Décès de la résistante Noëlla Rouget, la déportée qui fit gracier son bourreau

Publié le par Le Figaro par Nina Hossein

La résistante, qui n'a jamais obtenu la repentance de celui qui la déporta, est morte à l'âge de 100 ans.

Noëlla Peaudeau, en uniforme de guide, 1934. Collection personnelle de Noëlla Rouget

Noëlla Peaudeau, en uniforme de guide, 1934. Collection personnelle de Noëlla Rouget

Institutrice, résistante et humaniste, Noëlla Rouget est décédée dimanche 22 novembre à Genève à l'âge de 100 ans. L'Élysée l'a annoncé dans un communiqué qui fait mention d'une femme qui «marqua son temps comme la résistante qui fit gracier le collabo, la déportée qui tendit la main à son bourreau». Elle devint une militante pour la liberté et contre l'esprit de haine et de vengeance - combats qu'elle mena jusqu'à sa mort.

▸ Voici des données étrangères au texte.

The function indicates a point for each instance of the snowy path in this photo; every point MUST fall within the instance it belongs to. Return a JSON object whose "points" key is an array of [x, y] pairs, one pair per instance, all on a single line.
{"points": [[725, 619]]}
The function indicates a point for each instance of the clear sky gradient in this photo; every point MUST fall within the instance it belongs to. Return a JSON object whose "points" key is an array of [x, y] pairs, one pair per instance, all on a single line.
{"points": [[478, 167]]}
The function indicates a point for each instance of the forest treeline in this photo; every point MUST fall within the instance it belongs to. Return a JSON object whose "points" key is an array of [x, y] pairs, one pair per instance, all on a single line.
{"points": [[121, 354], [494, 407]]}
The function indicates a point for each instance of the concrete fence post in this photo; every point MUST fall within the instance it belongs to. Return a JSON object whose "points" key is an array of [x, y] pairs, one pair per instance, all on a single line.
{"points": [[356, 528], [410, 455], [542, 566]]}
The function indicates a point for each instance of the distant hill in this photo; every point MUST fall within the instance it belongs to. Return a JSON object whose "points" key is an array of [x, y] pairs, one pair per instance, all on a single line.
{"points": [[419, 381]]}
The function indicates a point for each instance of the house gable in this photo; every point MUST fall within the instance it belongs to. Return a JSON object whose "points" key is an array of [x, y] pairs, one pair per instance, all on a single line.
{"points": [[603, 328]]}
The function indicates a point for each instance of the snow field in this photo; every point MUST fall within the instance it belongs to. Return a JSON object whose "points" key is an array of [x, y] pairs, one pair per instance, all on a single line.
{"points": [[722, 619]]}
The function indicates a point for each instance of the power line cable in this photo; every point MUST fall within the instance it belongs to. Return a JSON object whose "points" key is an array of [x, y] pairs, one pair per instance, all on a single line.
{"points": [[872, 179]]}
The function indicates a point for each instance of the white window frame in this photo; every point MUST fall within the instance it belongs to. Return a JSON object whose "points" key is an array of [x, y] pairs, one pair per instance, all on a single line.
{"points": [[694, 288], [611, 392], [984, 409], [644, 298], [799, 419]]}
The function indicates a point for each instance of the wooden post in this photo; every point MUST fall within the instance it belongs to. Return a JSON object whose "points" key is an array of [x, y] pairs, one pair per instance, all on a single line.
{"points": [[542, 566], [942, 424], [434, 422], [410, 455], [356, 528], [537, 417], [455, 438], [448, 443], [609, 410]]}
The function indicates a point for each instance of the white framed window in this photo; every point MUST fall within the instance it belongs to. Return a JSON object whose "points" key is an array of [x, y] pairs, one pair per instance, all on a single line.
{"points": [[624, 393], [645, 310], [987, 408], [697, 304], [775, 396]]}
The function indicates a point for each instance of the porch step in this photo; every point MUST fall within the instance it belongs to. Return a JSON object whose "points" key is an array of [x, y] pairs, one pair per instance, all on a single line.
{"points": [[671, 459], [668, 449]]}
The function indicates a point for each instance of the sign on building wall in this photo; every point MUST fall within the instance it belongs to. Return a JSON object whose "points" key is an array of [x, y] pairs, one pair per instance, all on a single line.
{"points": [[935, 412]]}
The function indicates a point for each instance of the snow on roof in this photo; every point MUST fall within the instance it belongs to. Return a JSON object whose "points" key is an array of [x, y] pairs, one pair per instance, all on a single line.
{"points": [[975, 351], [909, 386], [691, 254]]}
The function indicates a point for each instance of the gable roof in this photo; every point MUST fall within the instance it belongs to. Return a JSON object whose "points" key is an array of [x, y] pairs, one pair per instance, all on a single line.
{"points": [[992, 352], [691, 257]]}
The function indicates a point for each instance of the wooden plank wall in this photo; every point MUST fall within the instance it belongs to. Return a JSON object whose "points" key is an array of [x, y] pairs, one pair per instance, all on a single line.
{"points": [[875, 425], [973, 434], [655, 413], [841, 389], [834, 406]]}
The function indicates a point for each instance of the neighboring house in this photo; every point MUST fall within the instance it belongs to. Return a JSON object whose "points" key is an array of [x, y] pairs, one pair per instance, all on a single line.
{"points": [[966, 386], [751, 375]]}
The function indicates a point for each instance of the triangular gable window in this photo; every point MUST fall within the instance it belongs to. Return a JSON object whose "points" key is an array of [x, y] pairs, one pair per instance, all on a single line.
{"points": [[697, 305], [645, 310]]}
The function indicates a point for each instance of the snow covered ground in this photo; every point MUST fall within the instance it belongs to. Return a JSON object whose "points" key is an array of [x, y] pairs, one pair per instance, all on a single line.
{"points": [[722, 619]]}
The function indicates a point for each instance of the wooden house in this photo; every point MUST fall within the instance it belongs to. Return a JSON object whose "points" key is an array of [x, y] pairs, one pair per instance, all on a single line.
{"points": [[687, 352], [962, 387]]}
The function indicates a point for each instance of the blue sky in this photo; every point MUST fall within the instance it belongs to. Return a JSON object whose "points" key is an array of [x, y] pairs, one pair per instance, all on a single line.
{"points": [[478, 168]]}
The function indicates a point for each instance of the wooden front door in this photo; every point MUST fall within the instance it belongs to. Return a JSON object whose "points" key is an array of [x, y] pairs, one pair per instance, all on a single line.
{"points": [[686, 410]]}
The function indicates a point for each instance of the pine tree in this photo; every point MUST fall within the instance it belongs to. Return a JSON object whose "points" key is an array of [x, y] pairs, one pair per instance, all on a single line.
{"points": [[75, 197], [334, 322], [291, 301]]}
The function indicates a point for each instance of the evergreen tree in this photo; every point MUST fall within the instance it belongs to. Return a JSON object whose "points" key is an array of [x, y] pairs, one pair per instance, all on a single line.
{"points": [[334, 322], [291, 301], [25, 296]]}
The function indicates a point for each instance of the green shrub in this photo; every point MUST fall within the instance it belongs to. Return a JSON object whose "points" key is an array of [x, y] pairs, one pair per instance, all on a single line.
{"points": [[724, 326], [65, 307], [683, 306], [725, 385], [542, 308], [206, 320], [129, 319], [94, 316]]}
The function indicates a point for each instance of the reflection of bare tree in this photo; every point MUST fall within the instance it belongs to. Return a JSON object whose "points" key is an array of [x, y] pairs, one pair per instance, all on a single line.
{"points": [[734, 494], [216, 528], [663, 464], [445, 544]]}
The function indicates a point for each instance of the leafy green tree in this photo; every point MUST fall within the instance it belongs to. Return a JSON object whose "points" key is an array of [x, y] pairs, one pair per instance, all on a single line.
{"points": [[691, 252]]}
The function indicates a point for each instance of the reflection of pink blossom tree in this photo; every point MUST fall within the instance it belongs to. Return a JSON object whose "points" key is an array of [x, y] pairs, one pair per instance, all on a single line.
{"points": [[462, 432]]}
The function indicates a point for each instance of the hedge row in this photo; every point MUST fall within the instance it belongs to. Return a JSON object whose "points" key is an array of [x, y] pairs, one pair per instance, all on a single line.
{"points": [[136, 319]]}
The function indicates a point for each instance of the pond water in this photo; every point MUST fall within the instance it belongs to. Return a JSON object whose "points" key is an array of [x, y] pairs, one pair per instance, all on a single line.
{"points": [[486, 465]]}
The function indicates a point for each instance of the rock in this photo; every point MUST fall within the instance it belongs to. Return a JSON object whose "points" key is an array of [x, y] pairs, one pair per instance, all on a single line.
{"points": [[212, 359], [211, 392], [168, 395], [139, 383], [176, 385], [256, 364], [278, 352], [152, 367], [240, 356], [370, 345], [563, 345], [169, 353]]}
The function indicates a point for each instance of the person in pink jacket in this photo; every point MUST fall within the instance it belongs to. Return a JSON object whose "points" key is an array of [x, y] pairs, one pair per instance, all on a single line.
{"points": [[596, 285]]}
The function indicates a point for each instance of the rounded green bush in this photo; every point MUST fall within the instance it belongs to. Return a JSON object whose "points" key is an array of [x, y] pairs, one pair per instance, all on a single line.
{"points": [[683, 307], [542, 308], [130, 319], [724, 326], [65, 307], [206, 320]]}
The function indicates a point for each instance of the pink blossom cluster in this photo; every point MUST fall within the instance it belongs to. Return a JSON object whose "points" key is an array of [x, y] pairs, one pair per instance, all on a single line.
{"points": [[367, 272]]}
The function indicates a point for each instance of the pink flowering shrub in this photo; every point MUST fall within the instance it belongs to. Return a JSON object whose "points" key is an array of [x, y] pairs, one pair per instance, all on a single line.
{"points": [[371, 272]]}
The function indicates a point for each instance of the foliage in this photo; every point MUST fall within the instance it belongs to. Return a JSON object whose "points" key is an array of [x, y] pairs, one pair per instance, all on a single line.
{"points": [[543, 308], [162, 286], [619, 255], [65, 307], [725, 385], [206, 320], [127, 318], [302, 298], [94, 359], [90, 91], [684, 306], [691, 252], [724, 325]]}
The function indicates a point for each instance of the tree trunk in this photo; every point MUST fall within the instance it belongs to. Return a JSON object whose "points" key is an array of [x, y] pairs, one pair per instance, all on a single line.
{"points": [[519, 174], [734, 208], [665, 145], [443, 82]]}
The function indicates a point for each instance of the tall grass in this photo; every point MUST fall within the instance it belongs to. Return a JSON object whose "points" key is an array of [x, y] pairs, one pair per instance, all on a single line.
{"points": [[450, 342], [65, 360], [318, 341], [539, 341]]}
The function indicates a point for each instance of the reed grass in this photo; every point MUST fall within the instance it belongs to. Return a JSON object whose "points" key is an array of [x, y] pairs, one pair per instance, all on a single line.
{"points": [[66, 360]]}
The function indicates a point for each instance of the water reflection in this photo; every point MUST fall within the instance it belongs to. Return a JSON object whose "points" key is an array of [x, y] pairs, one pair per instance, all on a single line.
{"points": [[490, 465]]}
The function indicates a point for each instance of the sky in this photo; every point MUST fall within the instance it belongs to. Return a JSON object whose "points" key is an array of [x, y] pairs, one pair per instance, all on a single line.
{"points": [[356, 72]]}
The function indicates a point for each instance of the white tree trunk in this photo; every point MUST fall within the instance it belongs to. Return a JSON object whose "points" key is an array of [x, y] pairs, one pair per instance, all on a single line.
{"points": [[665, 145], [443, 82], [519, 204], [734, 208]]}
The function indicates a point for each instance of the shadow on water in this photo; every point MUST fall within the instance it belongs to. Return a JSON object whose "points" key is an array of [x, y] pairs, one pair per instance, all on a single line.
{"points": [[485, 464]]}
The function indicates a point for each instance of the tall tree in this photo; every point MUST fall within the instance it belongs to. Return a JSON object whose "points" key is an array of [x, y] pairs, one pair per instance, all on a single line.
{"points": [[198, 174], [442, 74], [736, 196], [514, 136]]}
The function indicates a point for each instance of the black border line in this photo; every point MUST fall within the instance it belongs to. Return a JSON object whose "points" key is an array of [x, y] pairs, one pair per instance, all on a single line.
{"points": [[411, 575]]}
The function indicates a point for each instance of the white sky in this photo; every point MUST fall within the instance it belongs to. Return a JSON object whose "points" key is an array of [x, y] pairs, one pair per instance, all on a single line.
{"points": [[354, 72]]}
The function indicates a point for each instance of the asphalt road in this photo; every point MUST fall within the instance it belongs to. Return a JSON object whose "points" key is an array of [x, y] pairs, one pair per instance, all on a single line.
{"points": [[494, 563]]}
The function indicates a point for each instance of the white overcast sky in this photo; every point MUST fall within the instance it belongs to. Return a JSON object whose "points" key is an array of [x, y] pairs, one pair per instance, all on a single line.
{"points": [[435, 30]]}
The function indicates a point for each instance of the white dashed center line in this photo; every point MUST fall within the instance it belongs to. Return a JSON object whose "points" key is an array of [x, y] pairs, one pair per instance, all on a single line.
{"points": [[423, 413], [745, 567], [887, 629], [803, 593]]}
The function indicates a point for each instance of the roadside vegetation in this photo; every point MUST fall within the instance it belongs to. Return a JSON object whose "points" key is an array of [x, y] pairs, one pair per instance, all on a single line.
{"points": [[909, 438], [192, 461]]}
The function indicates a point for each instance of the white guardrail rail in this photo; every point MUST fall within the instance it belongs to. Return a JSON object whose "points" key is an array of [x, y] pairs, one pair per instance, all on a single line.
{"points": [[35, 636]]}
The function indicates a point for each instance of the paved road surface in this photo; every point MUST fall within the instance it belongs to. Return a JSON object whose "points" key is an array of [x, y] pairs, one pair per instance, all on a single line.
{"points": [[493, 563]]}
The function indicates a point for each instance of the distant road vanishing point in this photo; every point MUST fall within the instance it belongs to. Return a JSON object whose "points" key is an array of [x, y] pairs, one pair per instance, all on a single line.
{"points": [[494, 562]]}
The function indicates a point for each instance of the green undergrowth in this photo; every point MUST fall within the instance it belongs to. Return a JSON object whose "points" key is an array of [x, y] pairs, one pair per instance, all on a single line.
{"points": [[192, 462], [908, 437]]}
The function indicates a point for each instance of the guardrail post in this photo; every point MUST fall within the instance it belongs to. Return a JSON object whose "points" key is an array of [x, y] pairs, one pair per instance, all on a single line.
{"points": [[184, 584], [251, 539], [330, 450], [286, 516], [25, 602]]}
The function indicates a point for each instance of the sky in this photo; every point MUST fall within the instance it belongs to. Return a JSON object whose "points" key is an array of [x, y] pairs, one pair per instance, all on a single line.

Le président de la République, Emmanuel Macron, «salue une partisane de la liberté qui donna aux valeurs de fraternité et de pardon leur incarnation la plus haute» et «adresse à sa famille et ses proches ses condoléances émues».

Née, Peaudeau, le 25 décembre de l'année 1919 à Saumur dans le Maine-et-Loire, Noëlla Rouget est élevée dans une fervente foi catholique que ses parents lui inculquent. Âgée de 20 ans alors que la France tombe sous l'Occupation nazie, Noëlla Rouget, institutrice, entre dans la résistance à Angers. Dans les sacoches de sa bicyclette, la jeune femme de l'époque transporte des tracts clandestins qu'elle prenait soin de faire imprimer et distribuer. Très vite, elle se met à faire transiter des messages, des colis mais aussi des armes pour le mouvement gaulliste «Honneur et patrie» ainsi que pour un réseau de service d'espionnage britannique. Active pour la libération de son pays, Noëlla Rouget finit par tomber amoureuse d'Adrien Tigeot, également instituteur et résistant.

Juin 1943, alors que l'été pointe le bon de son nez et que le couple vient à peine de publier les bans de leur mariage, Noëlla Rouget et Adrien Tigeot furent dénoncés et arrêtés par la Gestapo. Alors qu'elle connut l'enfer des déportés au camp de Ravensbrück, Adrien Tigeot fut, quant à lui, torturé et fusillé peu de temps après son arrestation.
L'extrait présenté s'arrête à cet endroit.